Avec l’essor des cryptomonnaies, un nouveau type de violence émerge : le rapt ciblé de détenteurs d’actifs numériques. En France comme ailleurs – et même à Nantes en Bretagne où des arrestations viennent d’avoir lieu – les forces de l’ordre tirent la sonnette d’alarme face à cette criminalité moderne où les rançons ne s’échangent plus contre valises de billets… mais contre accès à des portefeuilles dématérialisés.
Quand posséder du Bitcoin devient dangereux
En mars dernier à Houston (Texas), trois cambrioleurs armés ont pénétré de nuit chez la star de Twitch Kaitlyn Siragusa, connue sous le pseudonyme « Amouranth ». Leur but ? Lui extorquer ses cryptos. L’intervention de son mari, qui a fait feu sur les intrus, a évité le drame. Mais cet épisode n’est pas isolé.
En mai, une tentative d’enlèvement en région parisienne visant une femme et sa fillette — proches d’un investisseur en cryptomonnaies — a été filmée par une caméra de surveillance. Et plus tôt encore, un père de famille a vu l’un de ses doigts tranché par ses ravisseurs qui exigeaient les clés de son portefeuille numérique.

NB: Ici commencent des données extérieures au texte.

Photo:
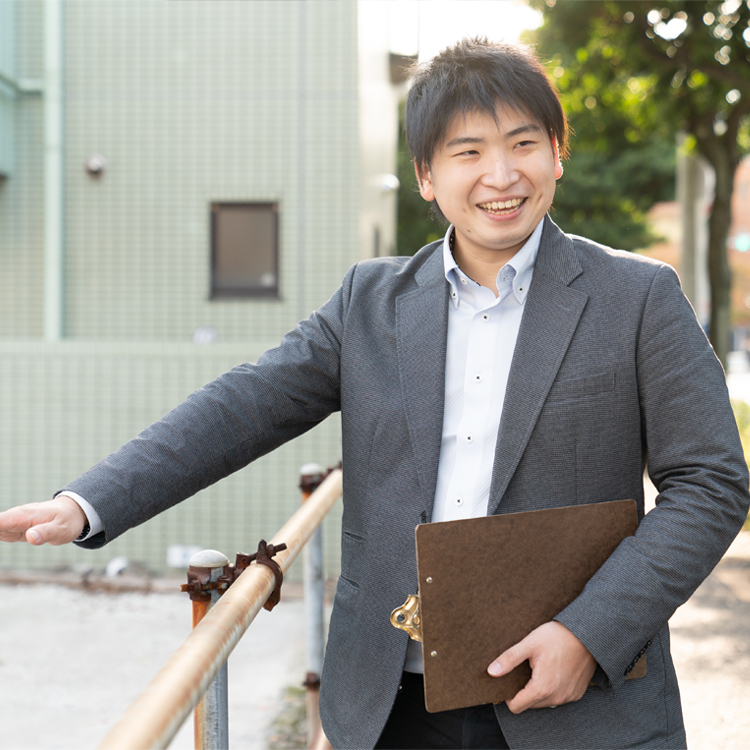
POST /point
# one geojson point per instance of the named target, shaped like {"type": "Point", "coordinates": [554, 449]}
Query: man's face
{"type": "Point", "coordinates": [493, 182]}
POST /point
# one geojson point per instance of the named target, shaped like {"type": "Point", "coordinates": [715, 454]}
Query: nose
{"type": "Point", "coordinates": [501, 173]}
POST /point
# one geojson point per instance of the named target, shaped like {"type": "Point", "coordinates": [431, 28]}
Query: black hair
{"type": "Point", "coordinates": [476, 75]}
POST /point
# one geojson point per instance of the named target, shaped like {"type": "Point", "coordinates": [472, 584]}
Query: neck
{"type": "Point", "coordinates": [483, 266]}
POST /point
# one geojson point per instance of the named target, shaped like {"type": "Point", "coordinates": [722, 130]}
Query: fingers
{"type": "Point", "coordinates": [55, 522]}
{"type": "Point", "coordinates": [561, 667]}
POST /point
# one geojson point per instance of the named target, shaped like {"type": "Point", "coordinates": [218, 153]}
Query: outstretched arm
{"type": "Point", "coordinates": [55, 522]}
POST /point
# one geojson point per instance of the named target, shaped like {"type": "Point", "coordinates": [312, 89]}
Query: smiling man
{"type": "Point", "coordinates": [508, 367]}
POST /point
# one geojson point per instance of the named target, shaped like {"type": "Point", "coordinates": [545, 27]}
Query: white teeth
{"type": "Point", "coordinates": [502, 205]}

Pour les criminels, les détenteurs de cryptomonnaies représentent une proie idéale : pas de tiers bancaire, des transferts instantanés et intraçables, et souvent, une sécurité déléguée… à la seule mémoire du mot de passe.
« Attaque à la clé à molette » : le cauchemar des cryptophiles
Dans le jargon, on parle de wrench attacks : une allusion à une célèbre planche de bande dessinée montrant qu’un bon coup de clé anglaise est souvent plus efficace que le piratage informatique le plus sophistiqué. L’idée ? Peu importe la robustesse cryptographique d’un portefeuille si l’on peut extorquer physiquement le code à son propriétaire.

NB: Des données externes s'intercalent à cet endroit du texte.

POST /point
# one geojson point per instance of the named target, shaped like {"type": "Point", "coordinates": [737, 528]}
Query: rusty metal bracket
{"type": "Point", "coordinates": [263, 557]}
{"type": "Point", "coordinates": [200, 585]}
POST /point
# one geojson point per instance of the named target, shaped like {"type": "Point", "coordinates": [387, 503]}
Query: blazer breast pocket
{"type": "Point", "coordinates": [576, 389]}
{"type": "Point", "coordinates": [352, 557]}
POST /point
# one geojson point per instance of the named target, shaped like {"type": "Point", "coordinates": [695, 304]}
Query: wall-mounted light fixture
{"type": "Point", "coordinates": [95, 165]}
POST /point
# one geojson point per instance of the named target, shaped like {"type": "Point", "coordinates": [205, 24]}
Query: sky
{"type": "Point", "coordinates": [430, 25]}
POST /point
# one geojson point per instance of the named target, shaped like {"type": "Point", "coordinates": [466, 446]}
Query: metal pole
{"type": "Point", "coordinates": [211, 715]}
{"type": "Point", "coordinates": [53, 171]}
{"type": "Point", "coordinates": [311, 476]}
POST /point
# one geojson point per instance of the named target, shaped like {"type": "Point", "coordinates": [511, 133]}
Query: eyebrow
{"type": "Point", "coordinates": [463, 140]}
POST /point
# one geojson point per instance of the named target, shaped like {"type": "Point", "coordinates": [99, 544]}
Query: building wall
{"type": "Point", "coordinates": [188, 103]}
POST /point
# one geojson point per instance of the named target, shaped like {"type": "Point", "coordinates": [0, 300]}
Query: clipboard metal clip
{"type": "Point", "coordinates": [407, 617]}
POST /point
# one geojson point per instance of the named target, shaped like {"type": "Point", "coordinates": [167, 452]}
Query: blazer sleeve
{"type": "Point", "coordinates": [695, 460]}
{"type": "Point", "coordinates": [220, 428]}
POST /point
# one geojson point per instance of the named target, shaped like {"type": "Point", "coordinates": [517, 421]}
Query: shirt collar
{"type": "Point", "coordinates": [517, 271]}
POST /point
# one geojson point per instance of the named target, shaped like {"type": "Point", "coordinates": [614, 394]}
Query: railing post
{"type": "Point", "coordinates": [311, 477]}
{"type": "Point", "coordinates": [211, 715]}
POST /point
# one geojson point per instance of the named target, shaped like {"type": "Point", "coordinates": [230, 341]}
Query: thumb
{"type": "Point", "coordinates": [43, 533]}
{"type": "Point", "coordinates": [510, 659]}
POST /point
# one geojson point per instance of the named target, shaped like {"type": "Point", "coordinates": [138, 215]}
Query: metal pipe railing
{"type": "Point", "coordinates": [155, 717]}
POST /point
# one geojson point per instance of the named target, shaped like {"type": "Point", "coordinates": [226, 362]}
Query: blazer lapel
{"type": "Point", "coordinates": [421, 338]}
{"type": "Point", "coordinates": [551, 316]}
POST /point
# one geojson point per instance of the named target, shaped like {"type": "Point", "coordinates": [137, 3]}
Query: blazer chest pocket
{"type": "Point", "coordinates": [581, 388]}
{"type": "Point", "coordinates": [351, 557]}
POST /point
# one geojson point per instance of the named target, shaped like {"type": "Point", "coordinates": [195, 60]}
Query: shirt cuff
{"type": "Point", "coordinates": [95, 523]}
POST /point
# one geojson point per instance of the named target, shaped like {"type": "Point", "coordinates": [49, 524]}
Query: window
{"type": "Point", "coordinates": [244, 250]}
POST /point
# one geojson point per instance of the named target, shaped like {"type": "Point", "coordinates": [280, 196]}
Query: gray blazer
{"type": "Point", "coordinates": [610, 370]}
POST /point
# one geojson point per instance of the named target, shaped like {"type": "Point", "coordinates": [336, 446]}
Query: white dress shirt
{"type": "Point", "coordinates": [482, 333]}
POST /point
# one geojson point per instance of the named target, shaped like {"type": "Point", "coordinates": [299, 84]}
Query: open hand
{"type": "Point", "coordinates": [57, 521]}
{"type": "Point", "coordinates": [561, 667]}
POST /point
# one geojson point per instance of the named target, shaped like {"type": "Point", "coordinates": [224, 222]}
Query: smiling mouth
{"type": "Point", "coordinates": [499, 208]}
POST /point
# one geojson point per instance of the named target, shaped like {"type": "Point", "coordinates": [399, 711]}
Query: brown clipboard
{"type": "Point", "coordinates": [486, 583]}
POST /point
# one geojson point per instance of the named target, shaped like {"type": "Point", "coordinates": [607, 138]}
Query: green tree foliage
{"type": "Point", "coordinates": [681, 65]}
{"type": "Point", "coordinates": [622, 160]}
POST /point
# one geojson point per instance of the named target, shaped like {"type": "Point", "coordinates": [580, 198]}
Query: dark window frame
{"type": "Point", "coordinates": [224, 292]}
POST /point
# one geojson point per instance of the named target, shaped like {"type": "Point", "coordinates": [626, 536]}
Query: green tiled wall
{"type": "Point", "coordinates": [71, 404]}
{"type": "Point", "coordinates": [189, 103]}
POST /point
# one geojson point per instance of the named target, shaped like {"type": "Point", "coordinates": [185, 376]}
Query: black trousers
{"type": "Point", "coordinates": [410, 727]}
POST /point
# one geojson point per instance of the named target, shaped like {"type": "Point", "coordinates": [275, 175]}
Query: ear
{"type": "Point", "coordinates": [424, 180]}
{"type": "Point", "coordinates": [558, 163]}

Jameson Lopp, expert reconnu en cybersécurité, recense 23 attaques physiques depuis le début de l’année. Et encore : « la plupart ne sont jamais rendues publiques », explique-t-il. En cause : la peur des représailles, ou simplement la honte de s’être fait prendre. Résultat : un phénomène bien plus large que ce que les statistiques officielles laissent penser.
Des mafias connectées aux portefeuilles froids
Les réseaux criminels n’hésitent plus à surveiller, pister, et parfois torturer leurs cibles. Du cartel sud-américain aux escrocs chinois opérant depuis le Cambodge ou la Birmanie, la cryptomonnaie est désormais au cœur d’un écosystème mafieux international.
Et pendant que certains kidnappent, d’autres arnaquent à grande échelle. Les escroqueries dites du pig butchering (« l’abattage du cochon ») piègent des milliers d’internautes crédules dans de faux investissements aux promesses mirobolantes.
Face à cette criminalité moderne, les services de police sont souvent dépassés. Peu d’agents locaux ont la formation nécessaire pour traquer des fonds dans la blockchain. Seuls les services spécialisés, comme le FBI ou certaines unités européennes, peuvent espérer remonter la piste. Mais ils n’interviennent que pour des vols dépassant plusieurs millions d’euros.
Les utilisateurs sont donc livrés à eux-mêmes. Si la cryptomonnaie séduit pour son indépendance vis-à-vis des banques, elle est aussi cruelle dans l’épreuve : aucune hotline, aucun recours, aucune assurance.
Le recours aux portefeuilles froids (cold wallets), déconnectés d’Internet, permet certes d’éviter les piratages… mais pas les couteaux sous la gorge. « Quand quelqu’un décide de vous cibler, il est déjà trop tard pour faire attention », résume crûment Michael Englander, patron d’une plateforme d’échange basée en Pologne.
À la suite de plusieurs incidents en France, le ministre de l’Intérieur Bruno Retailleau a récemment réuni les acteurs du secteur pour les sensibiliser aux risques. Mais dans un contexte où la technologie avance plus vite que la législation, les marges de manœuvre restent faibles.
Comme l’explique un ancien enquêteur britannique, les criminels privilégient désormais les crimes « à faible risque et à fort rendement ». Là où autrefois ils braquaient des banques, ils s’en prennent désormais aux fortunes numériques, souvent mal protégées, toujours vulnérables.